E.g. if cherry picking commit 1 with changed files A, B, C into my branch would change only file A while B and C would already contain the changes, I want the script to remove the commit from the list of candidates.

Is there an easy way to get this information out of Git?

CodePudding user response：

further minimize the list of cherry-pick candidates by removing all commits that would change only a certain file

You can use git diff-tree -p $commit | git apply --exclude=path/to/that/file --numstat, if that lists any changes, the commit has changes in other files, but it's not clear what "would change" means here. "Would change", if you cherry-picked it again regardless of whether its changes outside that file have already been applied?
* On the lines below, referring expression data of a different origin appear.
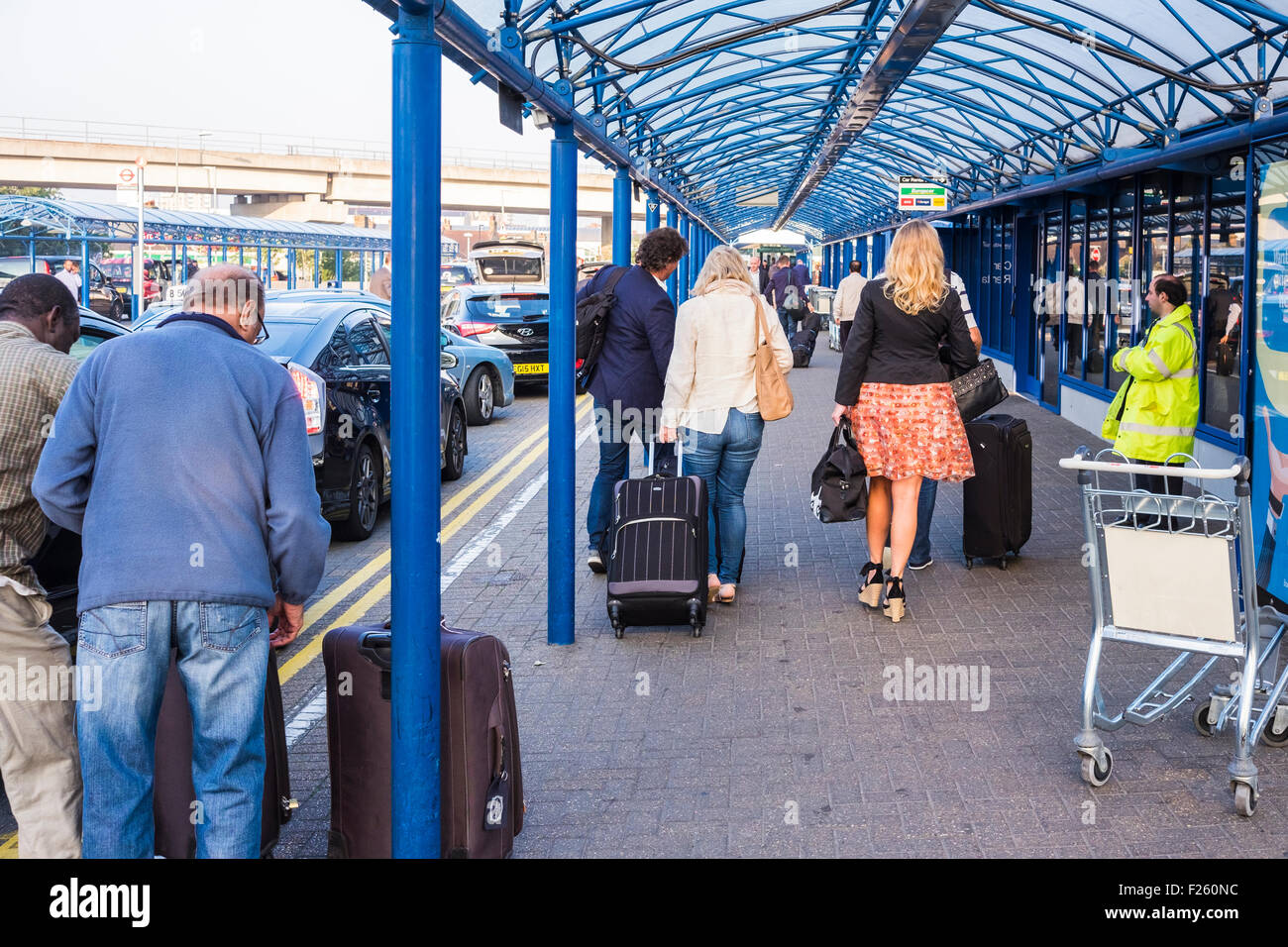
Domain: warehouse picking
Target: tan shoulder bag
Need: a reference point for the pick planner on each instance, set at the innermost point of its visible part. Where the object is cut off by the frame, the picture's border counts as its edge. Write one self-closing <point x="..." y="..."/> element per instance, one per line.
<point x="773" y="394"/>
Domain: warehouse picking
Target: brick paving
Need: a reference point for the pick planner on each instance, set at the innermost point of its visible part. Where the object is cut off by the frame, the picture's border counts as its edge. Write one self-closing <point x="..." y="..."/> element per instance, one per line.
<point x="769" y="736"/>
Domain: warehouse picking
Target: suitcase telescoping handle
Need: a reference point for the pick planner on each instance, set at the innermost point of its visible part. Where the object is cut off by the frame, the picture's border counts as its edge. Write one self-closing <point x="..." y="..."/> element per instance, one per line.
<point x="679" y="454"/>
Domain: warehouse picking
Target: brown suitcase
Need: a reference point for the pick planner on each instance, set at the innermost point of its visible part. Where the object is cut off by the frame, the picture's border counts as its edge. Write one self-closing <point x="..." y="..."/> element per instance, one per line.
<point x="172" y="792"/>
<point x="482" y="783"/>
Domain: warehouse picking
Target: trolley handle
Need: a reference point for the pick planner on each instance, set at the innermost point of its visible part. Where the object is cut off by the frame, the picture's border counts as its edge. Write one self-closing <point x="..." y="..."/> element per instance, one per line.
<point x="1081" y="462"/>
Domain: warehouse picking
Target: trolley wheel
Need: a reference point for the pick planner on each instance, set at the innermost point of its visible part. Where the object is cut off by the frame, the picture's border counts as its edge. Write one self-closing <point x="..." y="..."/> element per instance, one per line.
<point x="1201" y="719"/>
<point x="1091" y="771"/>
<point x="1270" y="736"/>
<point x="1244" y="799"/>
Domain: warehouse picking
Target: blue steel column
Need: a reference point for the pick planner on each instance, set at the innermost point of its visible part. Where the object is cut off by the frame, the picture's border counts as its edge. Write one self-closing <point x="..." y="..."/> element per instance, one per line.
<point x="416" y="602"/>
<point x="622" y="218"/>
<point x="673" y="219"/>
<point x="562" y="493"/>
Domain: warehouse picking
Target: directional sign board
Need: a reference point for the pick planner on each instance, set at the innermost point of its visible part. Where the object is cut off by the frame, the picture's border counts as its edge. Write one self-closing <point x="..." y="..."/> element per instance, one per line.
<point x="922" y="195"/>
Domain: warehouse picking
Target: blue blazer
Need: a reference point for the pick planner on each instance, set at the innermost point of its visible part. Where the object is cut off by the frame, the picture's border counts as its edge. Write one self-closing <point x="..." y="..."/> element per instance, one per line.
<point x="631" y="368"/>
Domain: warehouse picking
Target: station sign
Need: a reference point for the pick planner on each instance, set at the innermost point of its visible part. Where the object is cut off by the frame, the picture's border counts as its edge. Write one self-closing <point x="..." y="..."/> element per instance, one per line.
<point x="922" y="193"/>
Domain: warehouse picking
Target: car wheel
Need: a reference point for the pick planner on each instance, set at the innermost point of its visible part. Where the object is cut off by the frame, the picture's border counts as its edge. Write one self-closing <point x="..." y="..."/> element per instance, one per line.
<point x="364" y="496"/>
<point x="455" y="451"/>
<point x="481" y="395"/>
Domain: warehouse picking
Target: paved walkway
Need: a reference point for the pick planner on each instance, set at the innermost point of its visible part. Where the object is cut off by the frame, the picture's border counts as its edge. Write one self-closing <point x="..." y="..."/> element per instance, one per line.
<point x="771" y="736"/>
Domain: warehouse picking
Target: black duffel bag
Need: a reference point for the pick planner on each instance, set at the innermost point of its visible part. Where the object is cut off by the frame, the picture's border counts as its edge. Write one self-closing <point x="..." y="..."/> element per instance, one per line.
<point x="840" y="480"/>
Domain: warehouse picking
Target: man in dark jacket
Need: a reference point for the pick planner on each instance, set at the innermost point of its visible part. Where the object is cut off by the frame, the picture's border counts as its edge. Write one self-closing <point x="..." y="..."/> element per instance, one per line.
<point x="629" y="376"/>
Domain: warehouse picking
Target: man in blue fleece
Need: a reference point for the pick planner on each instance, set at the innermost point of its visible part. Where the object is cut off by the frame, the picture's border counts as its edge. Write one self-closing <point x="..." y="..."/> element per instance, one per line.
<point x="180" y="457"/>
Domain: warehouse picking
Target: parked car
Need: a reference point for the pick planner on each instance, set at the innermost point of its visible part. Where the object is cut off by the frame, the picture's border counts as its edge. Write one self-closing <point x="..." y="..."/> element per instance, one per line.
<point x="104" y="298"/>
<point x="456" y="273"/>
<point x="509" y="261"/>
<point x="56" y="564"/>
<point x="483" y="372"/>
<point x="511" y="318"/>
<point x="335" y="344"/>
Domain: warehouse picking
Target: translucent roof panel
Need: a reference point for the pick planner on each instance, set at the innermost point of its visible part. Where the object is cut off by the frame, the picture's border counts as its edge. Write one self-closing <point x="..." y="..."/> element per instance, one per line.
<point x="800" y="114"/>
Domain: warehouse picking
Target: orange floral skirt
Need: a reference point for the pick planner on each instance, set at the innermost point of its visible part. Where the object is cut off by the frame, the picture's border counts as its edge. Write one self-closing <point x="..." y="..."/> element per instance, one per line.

The only way to do that is to do a test run of the actual apply. You can automate that check, but you're leaving a lot of questions open here. git diff-tree -p $commit | git apply --exclude=path/to/that/file -3, then git diff --name-only to see if there's any changes pending, then git reset --hard before doing or not doing the whole cherry-pick.

But cherry-picking a commit could make changes to the current upstream tip regardless of whether it's already been cherry-picked, if subsequent work reverted it or amended it. So if you don't care whether you're re-applying subsequently reverted changes, why are you starting from the git cherry list at all? Something isn't making sense here.

CodePudding user response：

(depending on how you interpret "easy" ...)

git has a patch-id command command, that builds a hash from a diff, with some rules (ignoring line numbers and whitespaces) to try to have the property : two patches that introduce the same changes will have the same patch-id.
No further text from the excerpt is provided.